Piezas de oro y plata, ricas ropas, llamas y mullu, maíz y chicha y aun los mismos niños eran los bienes sobre los que se organizaba esta gran operación económica, que requería de una cuidadosa contabilidad que asegurara una equilibrada participación y comunicación de todos los pueblos en la magna celebración religiosa.

Las “capacochas”, las víctimas humanas, conducidas con toda reverencia como seres sacralizados por su comparecencia en el Coricancha y su contacto directo con el Inca, con su séquito de portadores, sacrificadores y curacas, emprendían el regreso a sus lugares de procedencia o al santuario al que habían sido destinadas. No seguían estas comitivas, ruidosas y coloristas, según las describen las crónicas, la red de caminos convencionales, sino la ruta sagrada de los “ceques” [itinerarios terrestres sagrados, de inspiración astronómica], marcada por los hitos de las “huacas”, que iban recibiendo, todas ellas, parte de las ofrendas distribuidas en el Cuzco, entre las que era fundamental, y especialmente entregada para este fin, sangre de las llamas sacrificadas en el Coricancha en la ceremonia de ofrenda común. La inmolación de las “capacochas” en su destino final debía tener lugar al mismo tiempo en todos los centros señalados desde el Cuzco para que, de este modo, todos los pueblos estuvieran realmente integrados en un ritual cuyas proporciones no tienen parangón con ninguno de los que se celebraron jamás en el resto de los pueblos de América.

La “capacocha” podía ser, para algunos curacas, un medio de obtener prerrogativas, privilegios y consideración especial por parte del Inca y de sus propios sujetos si la víctima que se sacrificaba en su territorio era uno de sus propios hijos o hijas. El lugar del sacrificio y la tumba se convertía en un nuevo lugar sagrado del grupo étnico, y la “capacocha” en “malqui” principal, con sus propios ministros y oráculos, que centraría en adelante rituales propios del culto regional.» [Bravo1986:166-168].


En estas condiciones (si de verdad se dieron tal y como han sido presentadas por Bravo) cualquier consideración del sacrificio de niños como infanticidio ritualizado se diluye en el rotundo totalitarismo que representa la puesta en marcha de esta clase de mecanismos. Es fácil imaginar que la Capacocha -cuya convocatoria obedecía a criterios que, más que flexibles, resultan completamente arbitrarios- no era sino la mejor manera de controlar, no sólo la demografía, sino la voluntad y sumisión de los individuos y etnias bajo gobierno.

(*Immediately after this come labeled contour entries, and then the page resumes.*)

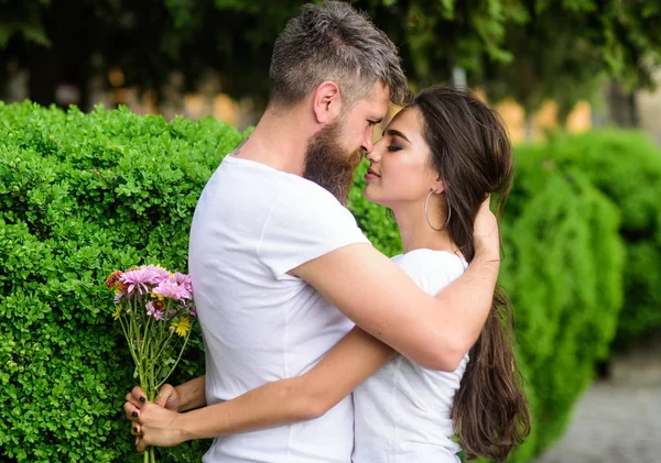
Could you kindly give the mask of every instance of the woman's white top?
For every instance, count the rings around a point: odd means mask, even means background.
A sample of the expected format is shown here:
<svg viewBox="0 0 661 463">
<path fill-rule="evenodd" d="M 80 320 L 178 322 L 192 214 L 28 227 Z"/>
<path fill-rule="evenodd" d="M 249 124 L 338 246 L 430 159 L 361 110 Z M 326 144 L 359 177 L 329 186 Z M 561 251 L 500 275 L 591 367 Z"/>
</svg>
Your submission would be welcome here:
<svg viewBox="0 0 661 463">
<path fill-rule="evenodd" d="M 427 294 L 436 295 L 467 264 L 455 254 L 414 250 L 392 257 Z M 452 373 L 425 370 L 397 355 L 354 390 L 354 463 L 455 463 L 454 396 L 468 363 Z"/>
</svg>

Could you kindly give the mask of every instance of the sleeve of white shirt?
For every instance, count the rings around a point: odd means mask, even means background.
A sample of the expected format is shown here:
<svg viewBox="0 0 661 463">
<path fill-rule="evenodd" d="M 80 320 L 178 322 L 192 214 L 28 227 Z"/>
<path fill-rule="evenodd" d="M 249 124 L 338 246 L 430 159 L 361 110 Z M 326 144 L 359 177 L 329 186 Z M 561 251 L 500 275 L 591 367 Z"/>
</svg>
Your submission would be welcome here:
<svg viewBox="0 0 661 463">
<path fill-rule="evenodd" d="M 301 179 L 274 201 L 257 249 L 278 279 L 337 249 L 369 243 L 351 212 L 324 188 Z"/>
</svg>

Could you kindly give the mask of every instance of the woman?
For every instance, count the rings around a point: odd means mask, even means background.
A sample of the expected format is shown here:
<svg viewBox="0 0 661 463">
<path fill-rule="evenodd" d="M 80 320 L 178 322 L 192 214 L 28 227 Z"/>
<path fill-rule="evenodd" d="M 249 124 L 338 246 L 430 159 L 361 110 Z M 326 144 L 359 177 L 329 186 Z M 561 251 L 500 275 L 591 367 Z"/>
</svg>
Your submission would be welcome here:
<svg viewBox="0 0 661 463">
<path fill-rule="evenodd" d="M 473 258 L 484 199 L 498 194 L 502 206 L 509 192 L 502 122 L 469 95 L 426 89 L 367 158 L 365 196 L 389 208 L 400 229 L 404 254 L 393 260 L 436 294 Z M 459 445 L 469 458 L 505 461 L 530 431 L 509 315 L 497 291 L 478 341 L 453 372 L 424 370 L 355 328 L 306 374 L 234 400 L 177 414 L 204 404 L 186 404 L 164 387 L 161 408 L 141 401 L 137 388 L 124 409 L 142 450 L 314 419 L 354 392 L 355 463 L 457 462 Z"/>
</svg>

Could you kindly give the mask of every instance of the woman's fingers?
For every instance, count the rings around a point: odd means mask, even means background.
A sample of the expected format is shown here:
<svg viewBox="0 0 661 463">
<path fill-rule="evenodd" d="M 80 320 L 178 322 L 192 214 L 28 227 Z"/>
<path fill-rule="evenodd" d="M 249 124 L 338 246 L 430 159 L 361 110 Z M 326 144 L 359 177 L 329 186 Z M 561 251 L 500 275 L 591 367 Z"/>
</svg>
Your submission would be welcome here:
<svg viewBox="0 0 661 463">
<path fill-rule="evenodd" d="M 136 400 L 142 404 L 147 403 L 147 395 L 142 392 L 140 386 L 133 387 L 133 389 L 131 389 L 131 395 L 136 398 Z"/>
<path fill-rule="evenodd" d="M 140 409 L 130 401 L 124 404 L 124 414 L 131 421 L 138 421 L 138 418 L 140 418 Z"/>
</svg>

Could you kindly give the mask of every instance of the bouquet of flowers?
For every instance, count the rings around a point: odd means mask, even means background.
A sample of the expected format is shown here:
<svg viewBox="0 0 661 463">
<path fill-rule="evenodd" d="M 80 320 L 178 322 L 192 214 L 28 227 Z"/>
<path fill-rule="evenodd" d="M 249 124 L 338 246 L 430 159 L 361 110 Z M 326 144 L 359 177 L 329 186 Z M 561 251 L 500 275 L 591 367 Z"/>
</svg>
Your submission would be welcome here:
<svg viewBox="0 0 661 463">
<path fill-rule="evenodd" d="M 112 318 L 129 344 L 133 376 L 153 401 L 182 357 L 197 317 L 191 277 L 143 265 L 112 272 L 106 285 L 115 290 Z M 155 462 L 153 448 L 144 452 L 144 462 Z"/>
</svg>

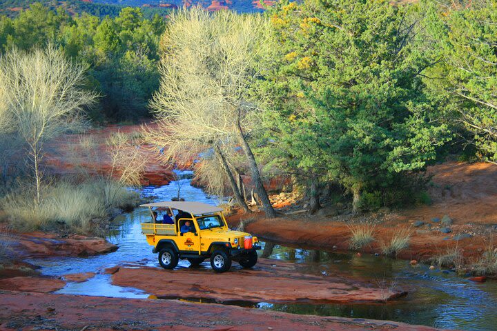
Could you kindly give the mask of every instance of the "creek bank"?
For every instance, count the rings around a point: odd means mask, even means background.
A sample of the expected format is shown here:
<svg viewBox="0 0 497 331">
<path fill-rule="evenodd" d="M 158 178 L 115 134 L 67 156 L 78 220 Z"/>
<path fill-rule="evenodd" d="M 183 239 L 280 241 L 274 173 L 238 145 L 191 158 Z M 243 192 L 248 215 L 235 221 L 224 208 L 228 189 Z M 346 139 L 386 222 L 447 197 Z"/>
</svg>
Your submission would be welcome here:
<svg viewBox="0 0 497 331">
<path fill-rule="evenodd" d="M 227 217 L 226 221 L 232 228 L 236 228 L 240 222 L 243 223 L 244 231 L 262 240 L 328 252 L 348 251 L 351 237 L 349 226 L 360 223 L 358 220 L 344 219 L 340 216 L 327 218 L 296 215 L 271 219 L 265 218 L 261 213 L 243 214 L 240 211 Z M 409 227 L 409 223 L 406 223 L 387 219 L 376 223 L 375 241 L 359 250 L 364 253 L 381 254 L 381 243 L 388 242 L 399 228 Z M 452 228 L 458 232 L 467 228 L 467 225 L 455 224 Z M 497 242 L 497 236 L 493 233 L 485 239 L 476 240 L 474 237 L 413 230 L 409 247 L 398 252 L 397 257 L 408 261 L 427 261 L 457 248 L 462 257 L 476 261 L 487 248 L 486 241 L 491 241 L 492 238 L 495 239 L 494 242 Z"/>
<path fill-rule="evenodd" d="M 202 266 L 175 270 L 121 267 L 109 272 L 113 272 L 113 285 L 137 288 L 158 297 L 217 302 L 379 303 L 407 294 L 353 278 L 303 274 L 295 263 L 276 260 L 260 259 L 251 269 L 237 267 L 234 263 L 229 272 L 222 274 Z"/>
<path fill-rule="evenodd" d="M 433 328 L 364 319 L 297 315 L 177 300 L 140 300 L 0 292 L 0 329 L 359 331 L 434 330 Z"/>
<path fill-rule="evenodd" d="M 9 250 L 18 259 L 50 257 L 85 257 L 115 252 L 117 246 L 106 239 L 80 235 L 60 237 L 52 233 L 34 232 L 0 238 L 8 241 Z"/>
</svg>

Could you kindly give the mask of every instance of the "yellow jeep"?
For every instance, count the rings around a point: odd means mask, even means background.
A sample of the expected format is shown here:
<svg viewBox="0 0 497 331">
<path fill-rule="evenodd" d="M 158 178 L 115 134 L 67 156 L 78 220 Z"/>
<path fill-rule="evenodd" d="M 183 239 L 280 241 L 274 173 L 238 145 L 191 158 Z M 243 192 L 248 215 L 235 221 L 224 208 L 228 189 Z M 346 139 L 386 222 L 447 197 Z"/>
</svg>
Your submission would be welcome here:
<svg viewBox="0 0 497 331">
<path fill-rule="evenodd" d="M 153 220 L 142 223 L 142 232 L 148 244 L 154 246 L 153 252 L 159 253 L 159 263 L 165 269 L 174 269 L 179 259 L 197 265 L 210 258 L 212 268 L 217 272 L 229 270 L 232 261 L 244 268 L 257 263 L 257 250 L 260 250 L 257 237 L 230 230 L 222 208 L 191 201 L 162 201 L 140 206 L 150 209 Z M 178 214 L 173 216 L 173 224 L 159 223 L 152 208 L 168 210 L 172 215 L 177 210 Z"/>
</svg>

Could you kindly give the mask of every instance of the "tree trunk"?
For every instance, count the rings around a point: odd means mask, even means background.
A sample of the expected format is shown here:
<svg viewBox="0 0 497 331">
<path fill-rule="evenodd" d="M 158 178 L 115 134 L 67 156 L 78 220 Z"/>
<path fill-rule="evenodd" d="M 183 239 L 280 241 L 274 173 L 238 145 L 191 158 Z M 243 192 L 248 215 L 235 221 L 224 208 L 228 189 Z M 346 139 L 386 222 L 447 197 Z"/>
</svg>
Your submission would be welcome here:
<svg viewBox="0 0 497 331">
<path fill-rule="evenodd" d="M 352 199 L 352 211 L 357 214 L 359 212 L 359 202 L 360 201 L 360 189 L 358 188 L 352 188 L 353 198 Z"/>
<path fill-rule="evenodd" d="M 319 192 L 318 190 L 318 185 L 315 181 L 313 181 L 311 184 L 311 190 L 309 191 L 309 206 L 311 208 L 311 214 L 314 214 L 321 209 L 321 205 L 319 203 Z"/>
<path fill-rule="evenodd" d="M 219 159 L 220 162 L 221 162 L 221 165 L 222 166 L 223 169 L 224 169 L 224 171 L 226 171 L 226 174 L 228 175 L 230 185 L 231 186 L 231 190 L 233 190 L 233 194 L 235 194 L 237 202 L 238 202 L 238 204 L 244 210 L 244 212 L 245 212 L 246 213 L 251 212 L 251 210 L 248 209 L 248 206 L 246 205 L 245 200 L 244 200 L 243 197 L 240 194 L 240 191 L 238 189 L 238 185 L 237 185 L 235 178 L 233 177 L 233 172 L 231 172 L 229 166 L 228 166 L 228 162 L 226 162 L 224 155 L 223 155 L 223 154 L 221 152 L 221 150 L 220 150 L 219 146 L 215 146 L 214 148 L 214 150 L 215 150 L 217 159 Z"/>
<path fill-rule="evenodd" d="M 267 217 L 274 219 L 276 217 L 276 212 L 273 208 L 273 205 L 271 205 L 271 203 L 269 201 L 269 197 L 268 197 L 267 192 L 266 192 L 266 189 L 262 184 L 262 179 L 261 178 L 260 172 L 259 172 L 259 168 L 257 167 L 257 161 L 255 161 L 255 157 L 254 157 L 254 154 L 252 152 L 252 149 L 250 148 L 248 143 L 247 143 L 247 141 L 245 139 L 243 130 L 242 130 L 242 126 L 240 126 L 240 119 L 237 125 L 237 129 L 238 137 L 240 138 L 240 143 L 242 144 L 242 149 L 243 149 L 245 152 L 248 161 L 248 165 L 250 166 L 251 172 L 252 172 L 252 180 L 255 185 L 255 192 L 257 192 L 259 199 L 260 199 L 260 201 L 262 203 L 262 209 Z"/>
<path fill-rule="evenodd" d="M 33 157 L 33 168 L 35 168 L 35 181 L 36 182 L 36 190 L 37 190 L 37 204 L 40 204 L 40 191 L 41 190 L 41 173 L 39 170 L 39 152 L 38 151 L 37 144 L 35 144 L 32 148 L 32 157 Z"/>
<path fill-rule="evenodd" d="M 274 243 L 268 243 L 267 241 L 266 241 L 266 244 L 264 245 L 264 249 L 262 250 L 261 257 L 264 259 L 267 259 L 268 257 L 269 257 L 269 255 L 273 254 L 273 248 L 274 248 Z"/>
</svg>

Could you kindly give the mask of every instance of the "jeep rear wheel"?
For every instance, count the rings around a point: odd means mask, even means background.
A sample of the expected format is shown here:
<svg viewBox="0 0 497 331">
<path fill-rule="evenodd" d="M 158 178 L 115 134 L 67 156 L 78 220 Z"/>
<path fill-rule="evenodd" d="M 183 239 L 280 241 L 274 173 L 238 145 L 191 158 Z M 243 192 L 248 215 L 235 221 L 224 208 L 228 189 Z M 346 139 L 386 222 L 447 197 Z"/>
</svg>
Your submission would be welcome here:
<svg viewBox="0 0 497 331">
<path fill-rule="evenodd" d="M 240 257 L 238 263 L 244 268 L 252 268 L 257 263 L 257 252 L 253 250 Z"/>
<path fill-rule="evenodd" d="M 216 272 L 224 272 L 231 268 L 231 258 L 224 250 L 215 250 L 211 256 L 211 265 Z"/>
<path fill-rule="evenodd" d="M 159 252 L 159 263 L 164 269 L 174 269 L 177 265 L 178 254 L 170 248 L 164 248 Z"/>
<path fill-rule="evenodd" d="M 188 262 L 190 262 L 192 266 L 197 267 L 199 264 L 204 262 L 204 259 L 202 257 L 188 257 L 187 260 L 188 260 Z"/>
</svg>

En este sentido, el sacrificio infantil en el imperio incaico -al contrario de muchos otros casos, cuya deficiente documentación nos mantiene en la incertidumbre- tiene poco que ver con motivos ideológico-religiosos y mentalistas, y quizá se pueda explicar mejor como consecuencia de factores puramente estructurales e infraestructurales, como son el control (absoluto) del orden sociopolítico y económico.